Pubblicato da: Roberto Rossi - il: 05-02-2014 17:28

Nel trading online bisogna sempre porre particolare attenzione ai segnali del mercato, questi possono essere utilizzati a nostro vantaggio sia per compiere investimenti di medio-lungo termine sia per investimenti veloci. In questa breve guida vogliamo dimostrare che le resistenze risultano essere affidabili anche in time frame brevi, come quello a 10 minuti (M10). Solitamente la gran parte dei trader che opera in D1 tende a pensare che i supporti e le resistenze validi si possano tracciare solo seguendo i rimbalzi avvenuti nel grafico giornaliero, ciò ovviamente non è del tutto falso, di certo i supporti e le resistenze giornaliere sono molto più stabili e quindi affidabili, ma un trader che si rispetti non può non prendere in considerazione l’opportunità di approfittare anche di time frame minori.

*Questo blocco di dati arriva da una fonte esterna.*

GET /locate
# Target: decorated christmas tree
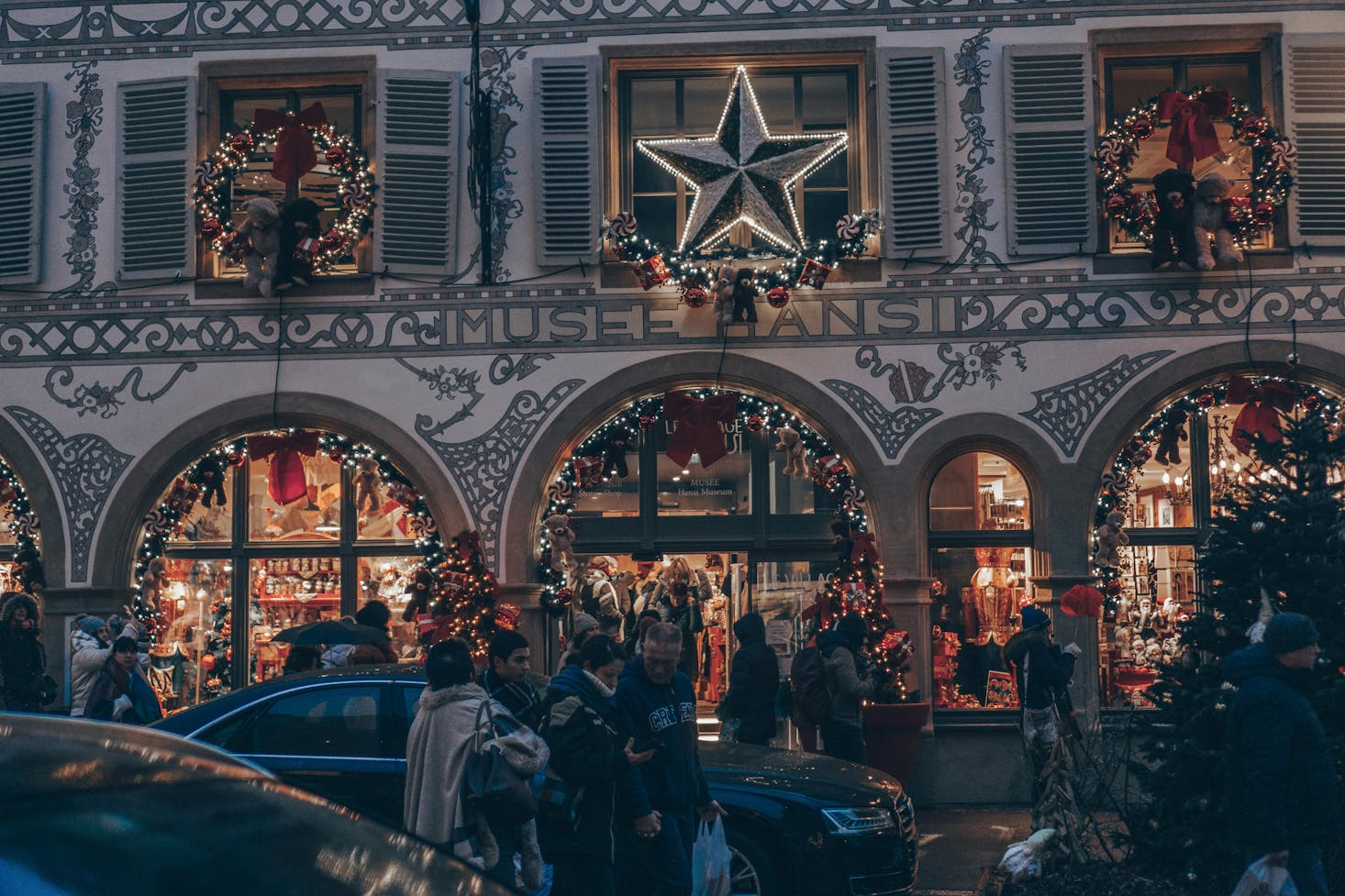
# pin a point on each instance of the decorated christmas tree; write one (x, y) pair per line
(1276, 544)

Tutti sappiamo che una resistenza è un’area di prezzo in cui il tasso di cambio ha rimbalzato più volte invertendo la sua direzione. Ne deriva che per tracciare una resistenza dobbiamo avere la certezza di un rimbalzo, perciò i punti da tenere in considerazione sono due. In verità posiamo anche tracciare una retta orizzontale ad ogni punto di massimo toccato dal tasso di cambio ed ipotizzare che possa essere una resistenza di prezzo. Quest’ultimo metodo risulta molto pratico, soprattutto nei time frame brevi come ad esempio l’M10.

AFFIDABILITÀ DELLE RESISTENZE

Supporti e resistenze

Nell’immagine che osservi sono state tracciate più resistenze, ma noi focalizzeremo la nostra attenzione sulla resistenza “A”. In tale area il prezzo è rimbalzato più volte nel corso della giornata, ciò significa che, avendo come riferimento tale area, potevamo sfruttarla per aprire posizioni short.

Il target da tenere in considerazione sarebbe quello delle successive resistenze, che in tal caso valgono come supporti. Fortunatamente, per evitare di complicare le cose si può agire in un altro modo ritenuto più semplice e molto più conveniente. Anziché definire dei target possiamo definire la chiusura del nostro investimento quando il prezzo percorre in direzione contraria una certa percentuale. Possiamo ad esempio decidere di chiudere l’investimento quando questo percorre, in direzione opposta a quella su ci abbiamo investito, circa il 5%, quindi mettere perciò uno stop loss dinamico al 5% delle perdite.

La percentuale però non deve essere calcolata a caso, ma deve superare di qualche punto la percentuale media di volatilità della coppia di valuta su cui abbiamo investito. In questo modo evitiamo che il nostro investimento si chiuda inutilmente.